Wednesday, May 23, 2007

reCAPTCHA: A new way to fight spam

You've probably seen a CAPTCHA before. It's those funky letters you have to enter before you sign up for an account on almost any website. I'm proud to announce a new type of CAPTCHA: reCAPTCHA: (click to see a live demo!).

You might notice that reCAPTCHA has two words. Why? reCAPTCHA is more than a CAPTCHA, it also helps to digitize old books. One of the words in reCAPTCHA is a word that the computer knows what it is, much like a normal CAPTCHA. However, the other word is a word that the computer can't read. When you solve a reCAPTCHA, we not only check that you are a human, but use the result on the other word to help read the book!

Luis von Ahn and myself estimated that about 60 million CAPTCHAs are solved every day. Assuming that each CAPTCHA takes 10 seconds to solve, this is over 160,000 human hours per day (that's about 19 years). Harnessing even a fraction of this time for reading books will greatly help efforts in digitalizing books.

reCAPTCHA provides an easy to use API for putting CAPTCHAs on your site. Installing is as easy as adding a few lines of code to your HTML and then making a HTTP POST request to our servers to verify the solution. We also wrote plugins for WordPress, MediaWiki, and phpBB to make it very easy to integrate.

One other interesting service reCAPTCHA provides is a way to securely obfuscate emails. Many sites display emails like bmaurer [at] foo [dot] com or use hacks with tables, javascript or encodings to get the same effect. Spammers are getting smarter and figuring out these tricks. Spammers are especially diligent at working around the strategies of well known open source software. Consider this warning on bugzilla.mozilla.org:

Although steps are taken to hide addresses from email harvesters, the spammers are continually getting better technology and it is almost guaranteed that the address you use with Bugzilla will get spam.

reCAPTCHA Mailhide provides a scalable solution to email obfuscation that can be widely deployed without being breakable.
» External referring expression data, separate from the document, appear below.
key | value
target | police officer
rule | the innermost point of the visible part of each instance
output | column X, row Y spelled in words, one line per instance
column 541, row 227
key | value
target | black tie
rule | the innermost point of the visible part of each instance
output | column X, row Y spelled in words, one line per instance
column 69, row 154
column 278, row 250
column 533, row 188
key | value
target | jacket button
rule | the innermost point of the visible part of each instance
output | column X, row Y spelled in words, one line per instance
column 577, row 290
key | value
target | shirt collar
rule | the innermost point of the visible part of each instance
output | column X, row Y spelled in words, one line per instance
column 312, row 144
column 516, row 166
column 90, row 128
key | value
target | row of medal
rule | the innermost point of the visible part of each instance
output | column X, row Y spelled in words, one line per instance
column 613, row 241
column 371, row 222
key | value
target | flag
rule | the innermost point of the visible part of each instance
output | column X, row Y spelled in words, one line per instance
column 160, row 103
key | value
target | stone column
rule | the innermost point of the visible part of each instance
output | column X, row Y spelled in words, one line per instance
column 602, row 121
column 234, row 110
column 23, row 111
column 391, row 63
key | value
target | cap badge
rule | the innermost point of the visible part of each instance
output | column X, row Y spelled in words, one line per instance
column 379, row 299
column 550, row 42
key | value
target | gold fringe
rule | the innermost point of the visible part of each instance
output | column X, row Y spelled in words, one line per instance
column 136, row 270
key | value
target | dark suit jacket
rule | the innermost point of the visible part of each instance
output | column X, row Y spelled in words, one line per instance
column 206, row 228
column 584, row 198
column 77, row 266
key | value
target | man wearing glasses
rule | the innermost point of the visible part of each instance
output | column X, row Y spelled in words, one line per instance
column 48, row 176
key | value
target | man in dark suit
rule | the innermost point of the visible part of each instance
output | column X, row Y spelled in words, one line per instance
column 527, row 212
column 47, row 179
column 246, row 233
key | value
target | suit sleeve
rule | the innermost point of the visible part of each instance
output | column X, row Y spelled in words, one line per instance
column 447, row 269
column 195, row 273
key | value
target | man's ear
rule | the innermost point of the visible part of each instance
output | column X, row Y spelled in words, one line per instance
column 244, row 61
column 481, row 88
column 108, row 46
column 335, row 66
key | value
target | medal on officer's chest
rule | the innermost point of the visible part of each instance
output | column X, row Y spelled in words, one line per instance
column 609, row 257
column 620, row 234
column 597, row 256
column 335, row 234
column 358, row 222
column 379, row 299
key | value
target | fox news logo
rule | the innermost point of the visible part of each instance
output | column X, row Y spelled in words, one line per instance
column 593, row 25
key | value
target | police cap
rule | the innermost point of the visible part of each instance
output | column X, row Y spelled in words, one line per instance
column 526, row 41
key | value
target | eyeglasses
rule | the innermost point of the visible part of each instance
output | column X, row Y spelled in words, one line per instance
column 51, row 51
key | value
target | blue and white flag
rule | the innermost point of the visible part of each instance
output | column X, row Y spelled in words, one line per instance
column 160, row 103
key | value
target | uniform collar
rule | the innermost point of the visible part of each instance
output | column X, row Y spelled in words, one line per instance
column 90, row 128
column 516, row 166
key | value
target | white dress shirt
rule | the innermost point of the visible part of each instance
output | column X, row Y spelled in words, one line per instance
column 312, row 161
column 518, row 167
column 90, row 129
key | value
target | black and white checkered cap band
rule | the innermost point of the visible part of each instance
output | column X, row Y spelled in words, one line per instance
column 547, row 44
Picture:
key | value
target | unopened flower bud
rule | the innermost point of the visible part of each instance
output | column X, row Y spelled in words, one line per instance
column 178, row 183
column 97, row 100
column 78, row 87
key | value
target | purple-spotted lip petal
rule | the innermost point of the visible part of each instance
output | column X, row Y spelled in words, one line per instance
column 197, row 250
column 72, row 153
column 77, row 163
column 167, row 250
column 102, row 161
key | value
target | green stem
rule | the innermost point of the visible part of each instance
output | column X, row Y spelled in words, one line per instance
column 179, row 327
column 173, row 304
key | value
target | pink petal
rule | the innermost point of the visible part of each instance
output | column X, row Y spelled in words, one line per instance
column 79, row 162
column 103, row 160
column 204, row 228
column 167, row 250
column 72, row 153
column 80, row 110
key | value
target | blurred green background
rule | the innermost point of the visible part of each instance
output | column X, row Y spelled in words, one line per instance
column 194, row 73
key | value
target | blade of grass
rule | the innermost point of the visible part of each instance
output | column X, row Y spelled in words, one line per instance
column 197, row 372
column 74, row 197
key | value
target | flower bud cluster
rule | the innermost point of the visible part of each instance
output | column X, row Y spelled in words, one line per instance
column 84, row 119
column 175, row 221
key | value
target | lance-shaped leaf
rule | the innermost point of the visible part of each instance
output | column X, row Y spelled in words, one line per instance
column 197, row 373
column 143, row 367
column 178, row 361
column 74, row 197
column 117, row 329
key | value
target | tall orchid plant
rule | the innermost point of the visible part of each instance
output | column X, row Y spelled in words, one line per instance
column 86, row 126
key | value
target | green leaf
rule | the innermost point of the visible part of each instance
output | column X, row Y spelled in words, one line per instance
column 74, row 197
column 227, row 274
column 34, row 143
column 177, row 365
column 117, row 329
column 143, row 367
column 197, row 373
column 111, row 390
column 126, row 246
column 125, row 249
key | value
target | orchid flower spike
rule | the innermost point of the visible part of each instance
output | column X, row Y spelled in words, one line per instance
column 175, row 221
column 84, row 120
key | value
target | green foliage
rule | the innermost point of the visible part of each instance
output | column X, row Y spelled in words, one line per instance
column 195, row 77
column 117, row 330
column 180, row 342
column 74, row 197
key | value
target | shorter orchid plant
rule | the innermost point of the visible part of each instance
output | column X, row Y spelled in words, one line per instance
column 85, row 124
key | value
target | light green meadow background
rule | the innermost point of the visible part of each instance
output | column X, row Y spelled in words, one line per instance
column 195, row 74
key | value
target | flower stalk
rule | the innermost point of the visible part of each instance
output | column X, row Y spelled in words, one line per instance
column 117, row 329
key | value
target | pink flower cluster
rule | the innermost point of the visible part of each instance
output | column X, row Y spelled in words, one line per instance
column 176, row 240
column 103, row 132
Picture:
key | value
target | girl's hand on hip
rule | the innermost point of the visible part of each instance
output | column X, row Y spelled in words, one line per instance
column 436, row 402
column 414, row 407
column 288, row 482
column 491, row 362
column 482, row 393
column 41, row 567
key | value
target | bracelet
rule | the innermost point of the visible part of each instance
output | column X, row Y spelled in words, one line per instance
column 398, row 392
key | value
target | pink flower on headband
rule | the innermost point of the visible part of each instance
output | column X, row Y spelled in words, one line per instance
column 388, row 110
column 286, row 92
Mailhide provides a way to encrypt a user's email with a key only reCAPTCHA knows. reCAPTCHA will only display the email address when the user solves a CAPTCHA. With reCAPTCHA, I can display my email address as bmau...@andrew.cmu.edu. If you click on the three dots and solve a CAPTCHA, you can see my address. Mailhide provides a way for individual users to encode their email address as well as an API for services (like Bugzilla) to share an encryption key with reCAPTCHA.

If you're suffering problems with spam, take a look at reCAPTCHA. Not only can you solve your problems with spam, you can help preserve mankind's written history into the digital age!

74 comments:

Anonymous said...

This is a brilliant idea, excellent work!

Alan said...

Is this in conjunction with Project Gutenberg?

Anonymous said...

so if you misread the first word (from the book) and get the second one (the captcha) right, the book will be transcribed incorrectly?
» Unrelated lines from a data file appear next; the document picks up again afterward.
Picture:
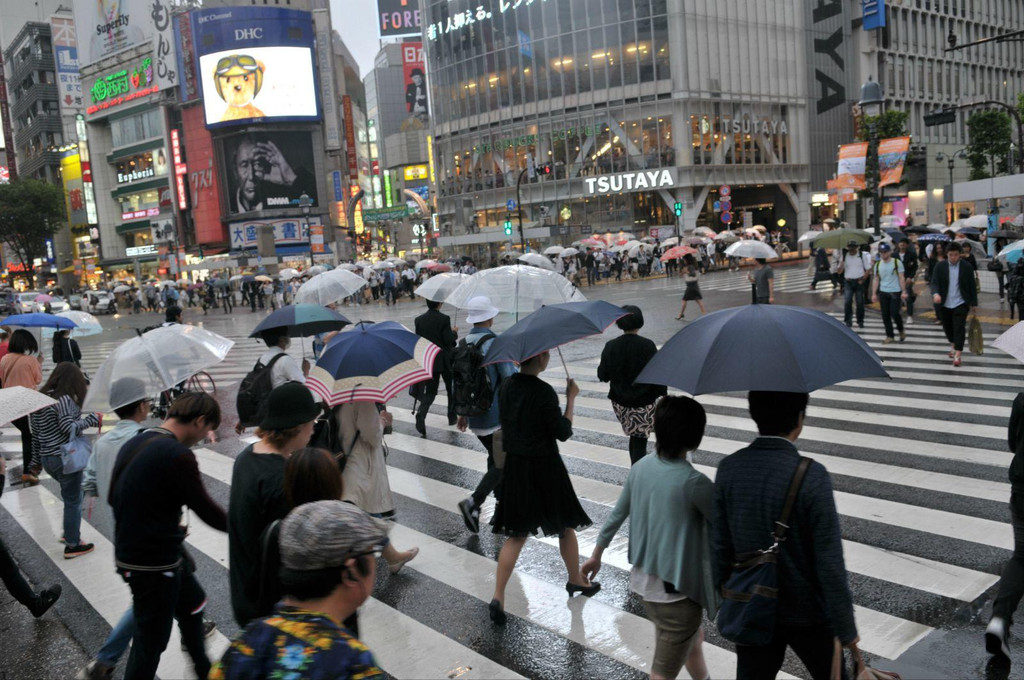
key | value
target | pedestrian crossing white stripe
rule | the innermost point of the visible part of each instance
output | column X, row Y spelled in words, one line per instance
column 844, row 437
column 922, row 574
column 380, row 625
column 40, row 513
column 880, row 633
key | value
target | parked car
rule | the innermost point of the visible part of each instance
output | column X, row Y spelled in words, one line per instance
column 104, row 302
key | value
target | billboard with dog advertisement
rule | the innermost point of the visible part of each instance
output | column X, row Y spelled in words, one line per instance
column 268, row 169
column 255, row 65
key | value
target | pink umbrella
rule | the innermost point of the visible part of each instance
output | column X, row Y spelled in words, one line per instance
column 677, row 252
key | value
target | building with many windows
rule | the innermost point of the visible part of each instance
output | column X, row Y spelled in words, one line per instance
column 909, row 57
column 600, row 117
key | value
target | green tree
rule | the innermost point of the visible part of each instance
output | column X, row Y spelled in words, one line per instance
column 990, row 133
column 31, row 212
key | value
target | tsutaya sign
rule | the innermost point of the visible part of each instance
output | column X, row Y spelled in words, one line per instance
column 631, row 181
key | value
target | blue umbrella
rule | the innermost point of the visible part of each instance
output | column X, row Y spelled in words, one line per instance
column 302, row 321
column 39, row 321
column 717, row 352
column 372, row 363
column 550, row 327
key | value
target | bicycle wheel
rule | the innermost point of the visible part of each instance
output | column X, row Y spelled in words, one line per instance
column 202, row 382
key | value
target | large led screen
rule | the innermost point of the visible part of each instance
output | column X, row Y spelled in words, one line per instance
column 268, row 169
column 256, row 65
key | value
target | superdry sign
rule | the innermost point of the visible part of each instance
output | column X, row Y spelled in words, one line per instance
column 631, row 181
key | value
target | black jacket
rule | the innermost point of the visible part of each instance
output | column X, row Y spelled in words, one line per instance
column 968, row 286
column 622, row 362
column 436, row 327
column 1016, row 440
column 154, row 476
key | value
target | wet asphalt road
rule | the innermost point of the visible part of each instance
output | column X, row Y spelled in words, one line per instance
column 919, row 465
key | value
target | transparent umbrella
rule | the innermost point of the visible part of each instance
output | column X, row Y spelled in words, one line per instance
column 159, row 359
column 516, row 289
column 330, row 288
column 439, row 287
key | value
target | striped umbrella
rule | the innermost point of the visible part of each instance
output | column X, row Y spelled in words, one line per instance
column 372, row 363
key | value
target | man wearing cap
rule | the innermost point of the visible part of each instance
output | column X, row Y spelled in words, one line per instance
column 854, row 268
column 436, row 327
column 328, row 566
column 954, row 291
column 890, row 291
column 485, row 426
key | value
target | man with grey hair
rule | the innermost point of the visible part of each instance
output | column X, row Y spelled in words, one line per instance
column 328, row 566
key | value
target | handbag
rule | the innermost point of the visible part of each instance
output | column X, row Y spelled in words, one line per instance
column 75, row 455
column 750, row 596
column 975, row 337
column 861, row 671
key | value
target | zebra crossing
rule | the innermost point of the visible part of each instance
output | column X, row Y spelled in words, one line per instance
column 919, row 466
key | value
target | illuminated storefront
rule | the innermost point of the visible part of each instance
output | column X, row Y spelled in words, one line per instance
column 607, row 118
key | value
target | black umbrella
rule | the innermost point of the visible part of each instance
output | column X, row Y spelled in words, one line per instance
column 810, row 350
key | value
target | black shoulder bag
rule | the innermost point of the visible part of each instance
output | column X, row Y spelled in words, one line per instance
column 750, row 596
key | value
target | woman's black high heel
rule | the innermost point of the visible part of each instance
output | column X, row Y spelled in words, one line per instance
column 586, row 591
column 497, row 612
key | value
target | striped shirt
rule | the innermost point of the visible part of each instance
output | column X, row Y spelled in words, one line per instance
column 54, row 426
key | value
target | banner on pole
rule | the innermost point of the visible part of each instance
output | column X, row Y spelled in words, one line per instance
column 892, row 158
column 852, row 160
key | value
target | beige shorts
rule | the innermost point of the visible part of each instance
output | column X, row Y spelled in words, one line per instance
column 676, row 626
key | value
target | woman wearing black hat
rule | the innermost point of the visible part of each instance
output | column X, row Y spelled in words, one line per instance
column 257, row 497
column 622, row 362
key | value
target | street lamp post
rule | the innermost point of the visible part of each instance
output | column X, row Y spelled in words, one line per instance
column 871, row 104
column 305, row 203
column 950, row 160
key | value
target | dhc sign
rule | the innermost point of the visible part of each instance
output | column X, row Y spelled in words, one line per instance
column 875, row 13
column 631, row 181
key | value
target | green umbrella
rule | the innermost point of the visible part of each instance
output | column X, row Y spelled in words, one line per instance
column 841, row 238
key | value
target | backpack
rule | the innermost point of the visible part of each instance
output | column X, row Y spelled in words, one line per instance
column 472, row 392
column 253, row 392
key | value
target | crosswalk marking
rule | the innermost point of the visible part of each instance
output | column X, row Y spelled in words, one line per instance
column 926, row 395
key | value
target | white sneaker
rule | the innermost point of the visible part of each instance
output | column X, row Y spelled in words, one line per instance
column 996, row 637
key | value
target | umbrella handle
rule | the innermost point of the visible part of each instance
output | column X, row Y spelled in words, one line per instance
column 565, row 368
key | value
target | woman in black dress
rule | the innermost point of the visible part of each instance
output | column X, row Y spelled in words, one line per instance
column 622, row 362
column 537, row 494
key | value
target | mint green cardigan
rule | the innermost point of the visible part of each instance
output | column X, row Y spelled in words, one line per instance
column 669, row 504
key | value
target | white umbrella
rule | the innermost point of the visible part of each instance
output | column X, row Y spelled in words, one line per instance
column 330, row 288
column 18, row 401
column 977, row 221
column 537, row 260
column 751, row 248
column 439, row 287
column 159, row 359
column 85, row 324
column 517, row 289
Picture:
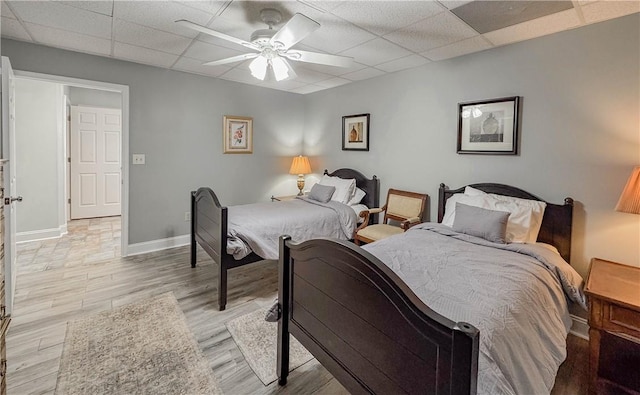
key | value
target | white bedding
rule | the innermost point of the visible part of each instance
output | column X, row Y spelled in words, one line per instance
column 515, row 294
column 258, row 227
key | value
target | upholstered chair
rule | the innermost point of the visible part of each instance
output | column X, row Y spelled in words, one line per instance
column 403, row 210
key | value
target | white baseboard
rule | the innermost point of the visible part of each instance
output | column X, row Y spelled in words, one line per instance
column 42, row 234
column 157, row 245
column 580, row 327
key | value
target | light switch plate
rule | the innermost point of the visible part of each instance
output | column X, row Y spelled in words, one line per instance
column 138, row 159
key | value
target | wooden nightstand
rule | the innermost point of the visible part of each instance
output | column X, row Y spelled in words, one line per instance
column 614, row 333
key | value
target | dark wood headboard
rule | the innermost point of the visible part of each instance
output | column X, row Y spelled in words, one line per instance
column 370, row 186
column 556, row 223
not much safer than ocr is it?

Ben Maurer said...

We're working with archive.org to get books for right now.

Ben Maurer said...

We use a voting system to avoid human typos (or an evil person who wanted to have books read "shit shit shit"). We're still tuning this system to get good accuracy while using humans optimally.

Hendrik said...

That's as brilliant as Google's Image Labeler, though I hope that reCAPTCHA's results are made public so they can be useful for everybody, not only to a single company.

lazka said...

what about just switching the two words randomly. this should at least give a few percents more accuracy.

Ben Maurer said...

Google's image labeler was invented by Luis von Ahn, my adviser on reCAPTCHA. (esp game is the pre-google name)

Anonymous said...

That's genuinely brilliant. It's microtransaction karma!

Quick question though, does the API allow for it to be restyled? I'd be uberhappy to use this as my captcha solution in the future, but explaining/selling clients on what reCaptcha is and why their logo is on their site might be a little difficult...

Anonymous said...

This is the coolest project I've seen in a month. Great stuff.

Thomas said...

This is a really good idea, excellent work :)

Ben Maurer said...

Right now, the API allows for a limited number of styles, all of which include the reCAPTCHA logo.
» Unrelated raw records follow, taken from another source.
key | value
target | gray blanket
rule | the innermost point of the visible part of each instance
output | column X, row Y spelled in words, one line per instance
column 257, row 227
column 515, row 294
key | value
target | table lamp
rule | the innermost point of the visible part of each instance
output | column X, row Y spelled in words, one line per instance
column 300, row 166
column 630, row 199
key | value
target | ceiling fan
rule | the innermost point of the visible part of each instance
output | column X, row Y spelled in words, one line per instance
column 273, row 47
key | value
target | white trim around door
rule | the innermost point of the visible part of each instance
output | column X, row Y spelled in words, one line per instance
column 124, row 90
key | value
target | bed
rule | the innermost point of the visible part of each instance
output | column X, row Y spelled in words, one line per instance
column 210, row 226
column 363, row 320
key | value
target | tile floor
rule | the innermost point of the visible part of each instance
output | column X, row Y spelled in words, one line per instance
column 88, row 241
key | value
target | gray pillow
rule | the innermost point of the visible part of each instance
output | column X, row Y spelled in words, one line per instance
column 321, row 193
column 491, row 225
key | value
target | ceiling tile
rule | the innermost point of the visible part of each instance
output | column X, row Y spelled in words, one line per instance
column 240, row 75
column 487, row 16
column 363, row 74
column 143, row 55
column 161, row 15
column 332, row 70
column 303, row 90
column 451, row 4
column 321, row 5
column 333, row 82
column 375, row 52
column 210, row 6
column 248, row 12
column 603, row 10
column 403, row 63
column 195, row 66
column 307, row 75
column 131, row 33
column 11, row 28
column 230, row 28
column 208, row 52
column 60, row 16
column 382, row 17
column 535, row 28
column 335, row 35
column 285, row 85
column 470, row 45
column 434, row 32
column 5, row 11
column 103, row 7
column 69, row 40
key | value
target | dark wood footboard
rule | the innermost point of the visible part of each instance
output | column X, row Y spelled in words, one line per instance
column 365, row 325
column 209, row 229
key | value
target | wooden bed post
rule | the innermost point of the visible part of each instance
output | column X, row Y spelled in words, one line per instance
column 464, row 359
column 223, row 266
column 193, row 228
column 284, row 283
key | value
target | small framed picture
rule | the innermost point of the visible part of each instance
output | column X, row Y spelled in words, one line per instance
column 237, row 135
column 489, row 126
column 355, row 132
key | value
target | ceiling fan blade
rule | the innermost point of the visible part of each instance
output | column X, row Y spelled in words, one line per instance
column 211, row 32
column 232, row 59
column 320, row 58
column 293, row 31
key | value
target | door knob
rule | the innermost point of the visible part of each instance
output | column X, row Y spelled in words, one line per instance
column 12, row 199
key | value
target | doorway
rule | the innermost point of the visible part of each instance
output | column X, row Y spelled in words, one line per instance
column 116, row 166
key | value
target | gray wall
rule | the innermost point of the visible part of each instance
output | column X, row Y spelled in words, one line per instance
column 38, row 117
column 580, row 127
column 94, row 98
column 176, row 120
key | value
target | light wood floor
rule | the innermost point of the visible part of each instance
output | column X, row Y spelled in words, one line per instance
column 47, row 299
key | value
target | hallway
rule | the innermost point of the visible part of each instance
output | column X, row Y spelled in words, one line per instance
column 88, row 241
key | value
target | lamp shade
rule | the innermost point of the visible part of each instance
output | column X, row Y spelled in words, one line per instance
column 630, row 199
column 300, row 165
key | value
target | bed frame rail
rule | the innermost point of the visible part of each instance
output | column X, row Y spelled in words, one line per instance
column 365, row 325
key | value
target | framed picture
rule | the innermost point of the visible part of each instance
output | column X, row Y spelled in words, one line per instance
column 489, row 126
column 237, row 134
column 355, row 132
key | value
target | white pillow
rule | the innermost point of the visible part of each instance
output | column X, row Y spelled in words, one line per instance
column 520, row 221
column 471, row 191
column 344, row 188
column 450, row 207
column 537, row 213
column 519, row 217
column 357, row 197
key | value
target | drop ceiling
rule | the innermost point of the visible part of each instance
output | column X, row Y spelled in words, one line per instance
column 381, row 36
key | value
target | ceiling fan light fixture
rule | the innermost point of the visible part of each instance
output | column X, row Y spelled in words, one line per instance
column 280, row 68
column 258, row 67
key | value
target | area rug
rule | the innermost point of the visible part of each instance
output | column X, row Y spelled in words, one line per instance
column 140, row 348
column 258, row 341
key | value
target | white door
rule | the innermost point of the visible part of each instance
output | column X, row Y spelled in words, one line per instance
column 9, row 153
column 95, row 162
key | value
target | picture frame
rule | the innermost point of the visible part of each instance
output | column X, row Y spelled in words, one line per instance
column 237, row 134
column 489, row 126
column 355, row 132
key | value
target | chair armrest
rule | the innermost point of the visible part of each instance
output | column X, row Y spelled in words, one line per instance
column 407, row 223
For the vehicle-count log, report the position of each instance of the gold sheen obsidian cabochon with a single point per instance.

If you contact us at support@recaptcha.net we may be able to work out a branding-free option.

Ploum said...

But captchas are, at best, annoying ! It's a shame that people that want to post a comment must pass this painful step. And I don't speak about people with difficulties.

Really, captchas must be avoided. And there are plenty of way :
http://ploum.frimouvy.org/?150-the-invisible-captcha-mechanism-icm-against-form-spam

Ploum said...

The complete URL : http://tinyurl.com/3arrjc

(and one more captcha for me)

Ben Maurer said...

reCAPTCHA includes audio CAPTCHAs, we believe accessibility is extremely important (I agree, it's a shame most sites with CAPTCHAs aren't accessible).

While CAPTCHAs can be annoying, javascript based "CAPTCHAs" don't really work. Sure, if you implement them on your site by yourself, it might be fine. But if N people use it, it will be worth figuring out how to break. The same applies to "1+1=?" tests.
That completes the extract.